Het concept van "leeftijd" wordt meestal verdeeld in psychologisch en chronologisch. Chronologisch is de paspoortleeftijd, dat wil zeggen de vaste geboortedatum. Het is een soort achtergrond voor de mentale ontwikkeling en vorming van een persoon als persoon. Psychologische leeftijd is niet gerelateerd aan de geboortedatum, het wordt niet bepaald door het aantal mentale processen. Het hangt af van die mentale neoplasmata die de mentale volwassenheid bepalen die overeenkomt met een bepaalde leeftijdsperiode. Volgens de theorie van de activiteitsbenadering kan een dergelijk mentaal neoplasma in de kindertijd bijvoorbeeld zijn: speelactiviteit, leeractiviteit, communicatie, enz. Op volwassen leeftijd, werkactiviteit, rolinteracties in het gezin, op het werk, enz. leeftijd, de vorming van zo'n mentaal fenomeen als "wijsheid", "houding ten opzichte van de dood" als een proces van overgang naar de eeuwigheid, enz.

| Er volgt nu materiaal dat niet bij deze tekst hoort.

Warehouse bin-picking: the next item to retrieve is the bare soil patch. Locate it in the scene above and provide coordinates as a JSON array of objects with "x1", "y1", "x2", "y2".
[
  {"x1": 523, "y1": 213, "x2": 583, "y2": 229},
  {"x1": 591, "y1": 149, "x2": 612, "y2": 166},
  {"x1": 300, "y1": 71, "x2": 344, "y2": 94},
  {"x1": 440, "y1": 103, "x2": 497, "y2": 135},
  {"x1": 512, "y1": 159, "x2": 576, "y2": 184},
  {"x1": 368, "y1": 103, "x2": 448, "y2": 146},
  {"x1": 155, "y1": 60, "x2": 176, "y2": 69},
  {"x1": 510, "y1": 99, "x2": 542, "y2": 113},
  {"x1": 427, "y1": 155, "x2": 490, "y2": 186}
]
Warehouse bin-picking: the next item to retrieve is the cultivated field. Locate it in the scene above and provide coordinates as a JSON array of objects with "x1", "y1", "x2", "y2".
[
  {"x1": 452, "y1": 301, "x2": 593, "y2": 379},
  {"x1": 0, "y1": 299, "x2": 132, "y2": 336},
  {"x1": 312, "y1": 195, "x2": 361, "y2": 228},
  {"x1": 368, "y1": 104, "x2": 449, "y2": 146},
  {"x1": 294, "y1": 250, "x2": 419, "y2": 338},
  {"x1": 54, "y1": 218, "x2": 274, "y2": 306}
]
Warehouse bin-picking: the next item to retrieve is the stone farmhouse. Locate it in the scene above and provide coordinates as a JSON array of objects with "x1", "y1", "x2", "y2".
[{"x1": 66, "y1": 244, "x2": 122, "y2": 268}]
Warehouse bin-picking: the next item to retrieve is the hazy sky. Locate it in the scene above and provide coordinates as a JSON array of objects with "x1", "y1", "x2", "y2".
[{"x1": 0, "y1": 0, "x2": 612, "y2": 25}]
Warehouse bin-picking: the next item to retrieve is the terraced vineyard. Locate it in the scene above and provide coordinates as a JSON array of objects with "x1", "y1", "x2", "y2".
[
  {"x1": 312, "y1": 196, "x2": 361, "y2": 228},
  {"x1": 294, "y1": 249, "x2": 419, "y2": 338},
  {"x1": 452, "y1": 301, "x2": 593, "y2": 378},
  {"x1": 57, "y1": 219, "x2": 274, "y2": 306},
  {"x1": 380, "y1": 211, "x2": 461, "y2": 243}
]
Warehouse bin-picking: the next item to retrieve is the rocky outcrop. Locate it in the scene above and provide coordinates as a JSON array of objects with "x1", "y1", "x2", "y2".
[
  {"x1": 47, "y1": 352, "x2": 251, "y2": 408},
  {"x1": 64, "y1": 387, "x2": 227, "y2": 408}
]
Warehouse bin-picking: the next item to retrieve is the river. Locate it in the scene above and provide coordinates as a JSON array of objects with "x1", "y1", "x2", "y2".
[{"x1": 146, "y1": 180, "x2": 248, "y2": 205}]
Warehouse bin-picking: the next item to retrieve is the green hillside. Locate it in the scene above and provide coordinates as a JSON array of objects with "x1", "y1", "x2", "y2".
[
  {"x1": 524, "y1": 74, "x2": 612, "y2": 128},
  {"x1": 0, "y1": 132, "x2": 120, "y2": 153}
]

Ontwikkelingspsychologie is verbonden met andere wetenschappen: genetische psychologie, psychofysiologie, differentiële psychologie, ontwikkelingspsychologie, sociale psychologie, onderwijspsychologie, medische psychologie, rechtspsychologie, enz.

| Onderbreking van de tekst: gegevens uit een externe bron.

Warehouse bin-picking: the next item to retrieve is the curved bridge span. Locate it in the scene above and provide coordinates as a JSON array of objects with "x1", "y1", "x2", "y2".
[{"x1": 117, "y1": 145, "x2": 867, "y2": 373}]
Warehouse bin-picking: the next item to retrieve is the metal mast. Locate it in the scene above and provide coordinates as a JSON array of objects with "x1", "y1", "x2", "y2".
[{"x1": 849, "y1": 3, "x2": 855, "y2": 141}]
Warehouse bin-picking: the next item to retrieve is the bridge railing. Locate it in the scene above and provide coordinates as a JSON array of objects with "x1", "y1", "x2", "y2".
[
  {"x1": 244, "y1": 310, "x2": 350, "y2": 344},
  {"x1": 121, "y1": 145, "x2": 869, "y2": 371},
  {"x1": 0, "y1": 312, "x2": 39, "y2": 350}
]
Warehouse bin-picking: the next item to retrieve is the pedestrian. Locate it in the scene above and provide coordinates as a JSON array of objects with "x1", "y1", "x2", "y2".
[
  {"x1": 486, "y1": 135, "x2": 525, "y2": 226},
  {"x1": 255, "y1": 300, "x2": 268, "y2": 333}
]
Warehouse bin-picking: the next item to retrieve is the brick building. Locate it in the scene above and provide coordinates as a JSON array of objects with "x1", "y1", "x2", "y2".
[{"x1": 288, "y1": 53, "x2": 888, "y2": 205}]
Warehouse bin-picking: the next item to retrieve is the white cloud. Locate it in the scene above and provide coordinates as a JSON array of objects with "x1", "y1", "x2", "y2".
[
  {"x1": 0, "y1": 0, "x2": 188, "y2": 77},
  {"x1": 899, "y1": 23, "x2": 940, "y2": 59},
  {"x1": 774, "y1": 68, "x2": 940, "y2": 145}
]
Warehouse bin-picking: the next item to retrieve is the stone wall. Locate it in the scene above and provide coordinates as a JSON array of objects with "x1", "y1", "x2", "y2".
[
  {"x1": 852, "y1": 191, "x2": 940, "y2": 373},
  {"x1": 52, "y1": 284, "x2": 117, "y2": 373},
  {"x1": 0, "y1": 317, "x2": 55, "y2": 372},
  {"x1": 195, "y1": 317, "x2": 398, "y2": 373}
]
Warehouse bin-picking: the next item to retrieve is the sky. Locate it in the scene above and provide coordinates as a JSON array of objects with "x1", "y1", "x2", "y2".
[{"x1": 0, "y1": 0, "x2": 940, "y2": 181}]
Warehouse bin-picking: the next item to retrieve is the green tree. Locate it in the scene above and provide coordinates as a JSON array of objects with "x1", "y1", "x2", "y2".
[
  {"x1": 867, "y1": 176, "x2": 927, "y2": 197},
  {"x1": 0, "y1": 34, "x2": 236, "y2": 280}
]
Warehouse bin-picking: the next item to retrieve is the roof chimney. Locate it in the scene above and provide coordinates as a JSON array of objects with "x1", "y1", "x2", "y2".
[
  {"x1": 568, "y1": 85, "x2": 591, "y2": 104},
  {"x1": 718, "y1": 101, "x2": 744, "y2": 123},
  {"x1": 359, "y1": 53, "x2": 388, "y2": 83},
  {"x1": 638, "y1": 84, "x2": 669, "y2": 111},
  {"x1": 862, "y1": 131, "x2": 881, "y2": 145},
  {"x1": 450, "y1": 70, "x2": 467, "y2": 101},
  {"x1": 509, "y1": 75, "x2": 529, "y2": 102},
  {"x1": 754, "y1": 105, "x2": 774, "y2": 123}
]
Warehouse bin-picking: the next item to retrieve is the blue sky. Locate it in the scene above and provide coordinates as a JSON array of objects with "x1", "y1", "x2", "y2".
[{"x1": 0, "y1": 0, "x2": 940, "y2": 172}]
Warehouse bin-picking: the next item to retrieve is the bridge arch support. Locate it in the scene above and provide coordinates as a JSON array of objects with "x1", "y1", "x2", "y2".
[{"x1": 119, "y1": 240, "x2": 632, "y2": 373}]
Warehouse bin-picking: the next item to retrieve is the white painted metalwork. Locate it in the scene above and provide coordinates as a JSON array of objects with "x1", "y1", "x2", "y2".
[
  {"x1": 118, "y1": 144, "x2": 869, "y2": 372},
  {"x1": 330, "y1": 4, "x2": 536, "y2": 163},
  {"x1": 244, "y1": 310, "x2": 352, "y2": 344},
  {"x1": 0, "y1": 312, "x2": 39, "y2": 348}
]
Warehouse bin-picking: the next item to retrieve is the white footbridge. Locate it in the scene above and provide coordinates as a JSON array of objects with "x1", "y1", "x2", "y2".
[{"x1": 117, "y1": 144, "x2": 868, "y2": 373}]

Ontwikkelingspsychologie heeft wetenschappelijke methoden om een ​​bepaalde leeftijdsperiode te bestuderen: psychologische observatie (extern en intern); ondervraging (enquête, interview, gesprek); gezamenlijke productieve activiteit; een experiment waarin dergelijke psychologische omstandigheden speciaal worden gecreëerd die helpen bij het bestuderen van aspecten die voor ons van belang zijn in de leeftijdsgerelateerde ontwikkeling van het individu. In dit opzicht is het gebruikelijk om onderscheid te maken tussen natuurlijke en laboratoriumexperimenten. Ze verschillen van elkaar doordat ze het mogelijk maken om gedrag te bestuderen in omstandigheden die veraf of dicht bij de realiteit liggen.

Verschillende leeftijdsclassificaties kunnen:worden verdeeld in twee groepen:

1) privéclassificaties gewijd aan individuele segmenten van het leven, vaker de schooljaren van kinderen;

2) algemene classificaties die het hele levenspad van een persoon bestrijken.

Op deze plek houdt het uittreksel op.